Initially extracted from conversation with [@Annieppo](https://github.com/Anniepoo) and [@nicoabie](https://github.com/nicoabie) in ##prolog on freenode.

The library started as a very simple and lightweight set of predicates for a common, but very limited, form of lexing. As we extend it, we aim to maintain a modest scope in order to achieve a sweet spot between ease of use and powerful flexibility.

Scope and Aims

tokenize does not aspire to become an industrial strength lexer generator. We aim to serve most users needs between raw input and a structured form ready for parsing by a DCG.

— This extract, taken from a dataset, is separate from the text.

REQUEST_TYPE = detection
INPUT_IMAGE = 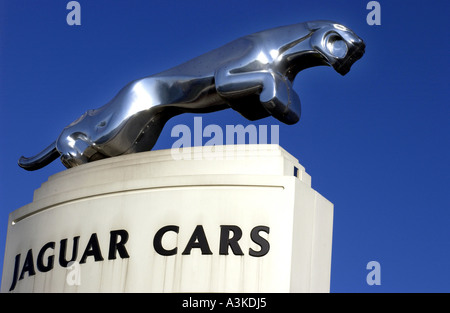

If a user is parsing a language with keywords such as class, module, etc., and wants to distinguish these from variable names, tokenize isn't going to give you this out of the box. But, it should provide an easy means of achieving this result through a subsequent lexing pass.

Some Model Users

  • somebody making a computer language
    • needs to be able to distinguish keywords, variables and literals
    • needs to be able to identify comments
  • somebody making a parser for an interactive fiction game
    • needs to handle stuff like "William O. N'mutu-O'Connell went to the market"
  • somebody wanting to analyze human texts
    • wanting to do some analysis on New York Times articles, they want to first process the articles into meaningful tokens

Design Rules

  • We don't parse.
  • Every token generated is callable (i.e., an atom or compound).
    • Example of an possible compound token: space(' ').
    • Example of a possible atom token: escape. tokenization need to return tokens represented with the same arity)
  • Users should be able to determine the kind of token by unification.
  • Users should be able to clearly see and specify the precedence for tokenizaton
    • E.g., given "-12.3", numbers, punctuation should yield [pnct('-'), number(12), pnct('.'), number(3)] while punctuation, numbers should yield [number(-12.3)].